Selasa, 01 Juli 2014

Pasal 116 UUPPLH

KOMENTAR ATAS PASAL 116 UUPPLH

Oleh: Alvi Syahrin


Pasal 116 Undang-Undang Nomor 32 Tahun 2009 tentang Perlindungan dan Pengelolaan Lingkungan Hidup (UUPPLH), berbunyi:
(1)     Apabila tindak pidana lingkungan hidup dilakukan oleh, untuk, atau atas nama badan usaha, tuntutan pidana dan sanksi pidana dijatuhkan kepada:
a.     badan usaha; dan/atau
b.    orang yang memberi perintah untuk melakukan tindak pidana tersebut atau orang yang bertindak sebagai pemimpin kegiatan dalam tindak pidana tersebut.
(2)     Apabila tindak pidana lingkungan hidup sebagaimana dimaksud pada ayat (1) dilakukan oleh orang, yang berdasarkan hubungan kerja atau berdasarkan hubungan lain yang bertindak dalam lingkup kerja badan usaha, sanksi pidana dijatuhkan terhadap pemberi perintah atau pemimpin dalam tindak pidana tersebut tanpa memperhatikan tindak pidana tersebut dilakukan secara sendiri atau bersama-sama.

Penjelasan Pasal 116 UUPPLH:
Cukup jelas.


Komentar:

Pasal 116 UUPPLH mengatur tentang pertanggungjawaban pidana dalam hal tindak pidana dilakukan oleh, untuk dan atas nama badan usaha. Sehubungan dengan pertanggungjawaban pidana harus jelas terlebih dahulu mengenai siapa yang dapat dipertanggungjawabkan. Artinya, harus terlebih dahulu dipastikan siapa yang dinyatakan sebagai pembuat tindak pidana tersebut. Mengenai siapa yang dinyatakan sebagai pembuat tindak pidana (subjek tindak pidana) pada umumnya sudah dirumuskan oleh pembuat undang-undang.


Memperhatikan ketentuan Pasal 116 UUPPLH dan penjelasannya, tindak pidana lingkungan dilakukan oleh, untuk dan atas nama badan usaha. Jika diuraikan bahwa pelaku tindak pidana lingkungan berdasarkan Pasal 116 UUPPLH, yaitu:
1.      dilakukan oleh badan usaha;
2.      dilakukan untuk badan usaha;
3.      dilakukan atas nama badan usaha;
4.      dilakukan oleh badan usaha yang dilakukan oleh orang yang berdasarkan hubungan kerja yang bertindak dalam lingkup kerja badan usaha;
5.      dilakukan oleh badan usaha yang dilakukan oleh orang berdasarkan hubungan lain yang bertindak dalam lingkup kerja badan usaha;
6.      dilakukan untuk badan usaha yang dilakukan oleh orang yang berdasarkan hubungan kerja yang bertindak dalam lingkup kerja badan usaha;
7.      dilakukan untuk badan usaha yang dilakukan oleh orang berdasarkan hubungan lain yang bertindak dalam lingkup kerja badan usaha;
8.      dilakukan atas nama badan usaha yang dilakukan oleh orang yang berdasarkan hubungan kerja yang bertindak dalam lingkup kerja badan usaha;
9.      dilakukan atas nama badan usaha yang dilakukan oleh orang yang berdasarkan hubungan lain yang bertindak dalam lingkup kerja badan usaha.

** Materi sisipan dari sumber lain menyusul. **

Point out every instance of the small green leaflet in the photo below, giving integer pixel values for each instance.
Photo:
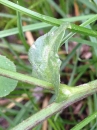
(44, 58)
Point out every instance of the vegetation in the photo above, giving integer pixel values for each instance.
(63, 65)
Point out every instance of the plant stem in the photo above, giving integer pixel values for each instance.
(25, 78)
(77, 94)
(80, 92)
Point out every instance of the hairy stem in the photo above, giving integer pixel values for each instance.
(81, 92)
(77, 93)
(25, 78)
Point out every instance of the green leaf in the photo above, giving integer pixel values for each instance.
(44, 58)
(6, 84)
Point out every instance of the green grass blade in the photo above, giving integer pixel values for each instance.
(47, 19)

Oleh badan usaha berarti badan usaha sebagai pelaku, badan usaha dalam hal ini sebagai pelaku pasif, sedangkan pelaku aktifnya seperti: para pengurus badan usaha atau para manejer badan usaha melakuan perbuatan tersebut oleh karena jabatannya.

Untuk badan usaha berarti badan usaha dinyatakan sebagai pelaku oleh karena badan usaha menerima tindak pidana tersebut sebagai suatu perbuatan sesuai dengan tujuan, maksud atau badan usaha menerima perbuatan tersebut yang dilakukan oleh para pengurus badan usaha atau para manejer badan usaha.

Atas nama badan usaha berarti badan usaha sebagai pelaku oleh karena perbuatan itu dilakukan oleh para pengurus badan usaha atau para manejernya badan usaha. Badan usaha mendapatkan manfaat keuntungan atas perbuatan yang dilakukan oleh para pengurus badan usaha atau para majener badan usaha.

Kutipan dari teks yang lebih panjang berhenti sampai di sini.